GS: How many different types of buildings will there be?

AG: Every building is entirely individual, each with far, far more detail than in Grand Theft Auto III. There are 60 or so interiors. Some, like the mall, have additional interiors within them, so I suppose you could say even our interiors have interiors. The entire city is so much more accessible than in Grand Theft Auto III. The buildings are generally lower, so there are far more rooftops to explore. There are far more back alleys, jumps, and hidden areas. And generally speaking, the areas are far more distinct but fit together more cohesively than Liberty City did. I think you'll be hard-pressed to find much repetition in the game.

Breaking and Entering

GS: Will you be able to go inside buildings? If so, how will that affect the gameplay? Will you be able to enter any building, or will only select interiors be available? Will there be any load time associated with entering buildings?

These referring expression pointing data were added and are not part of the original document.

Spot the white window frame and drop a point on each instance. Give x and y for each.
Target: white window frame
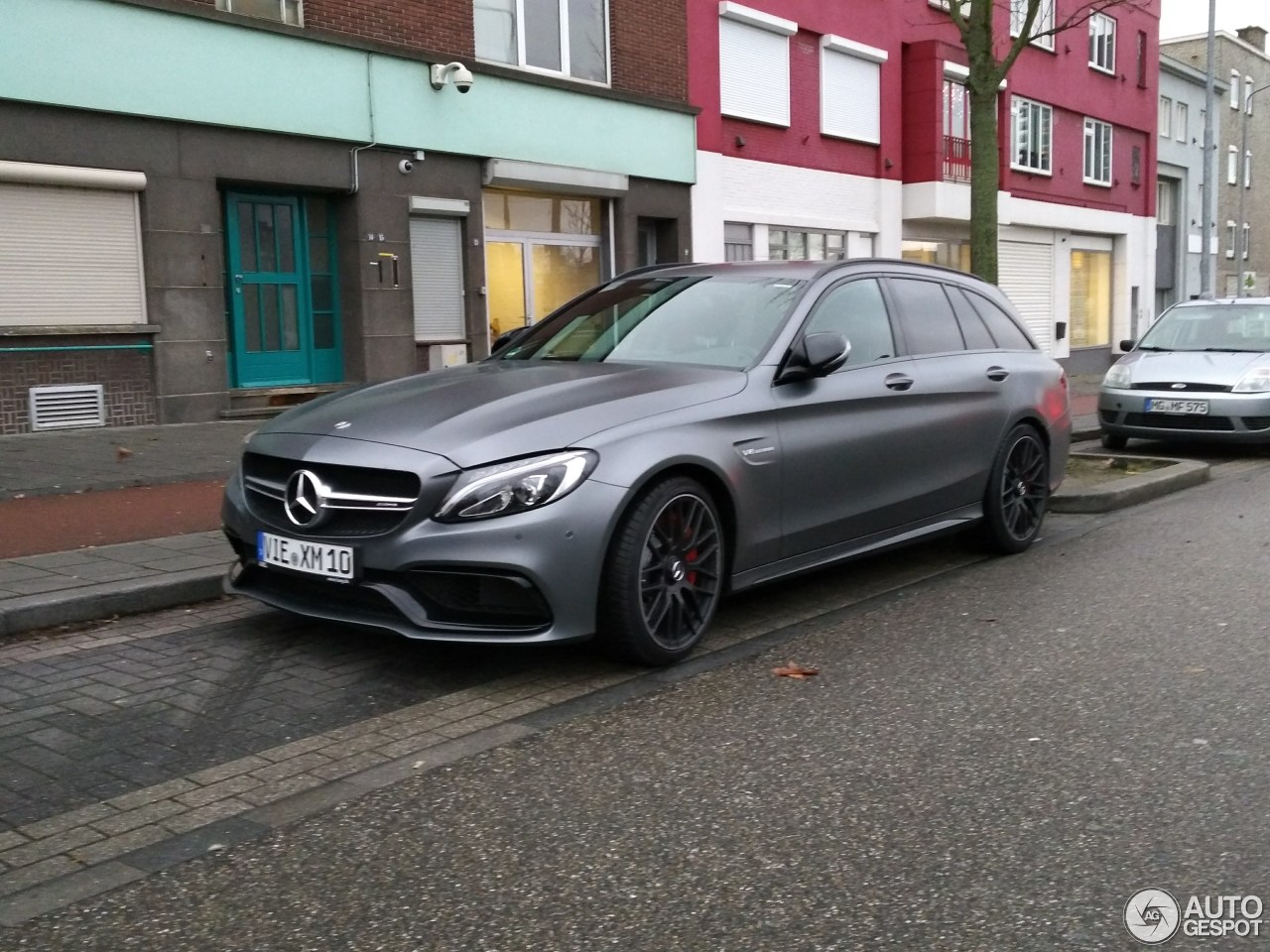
(1166, 117)
(1102, 27)
(566, 63)
(1097, 160)
(834, 46)
(1040, 116)
(1044, 22)
(776, 73)
(299, 5)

It wouldn't be a Miami-inspired city without tiki bars.
It wouldn't be a Miami-inspired city without tiki bars.

AG: I'm sure the interiors are probably one of the most anticipated new features. It's an addition we wanted to make from the outset. Like with everything else in Grand Theft Auto III or Vice City, we're too stupid to do things on a small scale. There are an awful lot of interiors of varying levels of complexity. These provide huge possibilities for gameplay. There are the obvious firefights (nothing quite like ducking down behind the railing of a moving escalator and picking off the enemy as you're moved to the top), but there are also quite a few hidden possibilities you can discover for yourself.

Obviously you can't enter every interior--apart from anything else, that would be boring. We picked locations that we think you'd like to see the inside of or are tied into the main plot. If you really, really want inside one of the buildings, chances are we've made an interior for it.

Some are small shops, like 7-11s, drug stores, jewelers, fast-food stores, and so on. Others are really quite complex multilevel areas. One of the buildings, for instance, is probably around the size of Chinatown and the red-light district from Liberty City combined, and spread over several levels. We don't want the interiors to feel separate from the rest of the map, so they are really there, built on location--you can peer out of the windows at passing cars or watch the sunset from your hotel room. There's no discernable loading time at all; they are part of the world.

You'll get to other areas of town by crossing these Florida Keys-style bridges.
You'll get to other areas of town by crossing these Florida Keys-style bridges.

GS: How much of a challenge was it to development to create a city like Vice City?

AG: Designing and modeling a game environment with the scale, detail, and complexity of Vice City is ridiculously stupid. That's why other, more sensible companies avoid it. There are similar games around that build levels of similar size, but play them and you'll quickly realize they're just extensions of the racing game format--simply big tracks with a few extra routes to take. The buildings are simple facades; they keep you on the roads and away from areas where the designers don't want you to go. This goes against everything Grand Theft Auto is about. We want freedom to exist in every facet of play. This posed a problem: We build a city detailed down to piles of rubbish blown against the steps or cigars smoking in ashtrays in cafés by the side of the road, and yet we want the players to have complete freedom. They should be able to buy some food in the café, enter alleyways to find fire escapes, get on the roof in a motorbike, have access to stairs, jump from roof to roof shooting at an enemy, have the chance to commandeer a helicopter from a helipad and fly over all this stuff gaining altitude until they can see kilometers into the distance. It's basically your worst-case scenario. Games artists like to cheat--it's how we cut down time and get to go home to see our girlfriends. Most games will only draw what needs to be drawn, so there will be nothing on the roofs of the building you're shooting past, or those buildings in the distance will hide the fact that nothing has been drawn around the corner. Unfortunately, we didn't get to see our girlfriends. We drew everything and made it work from every conceivable distance or height, allowed you go on top of buildings, go inside them, and even in some cases blow them up.

GS: We can't wait to try it ourselves. Thanks, Aaron.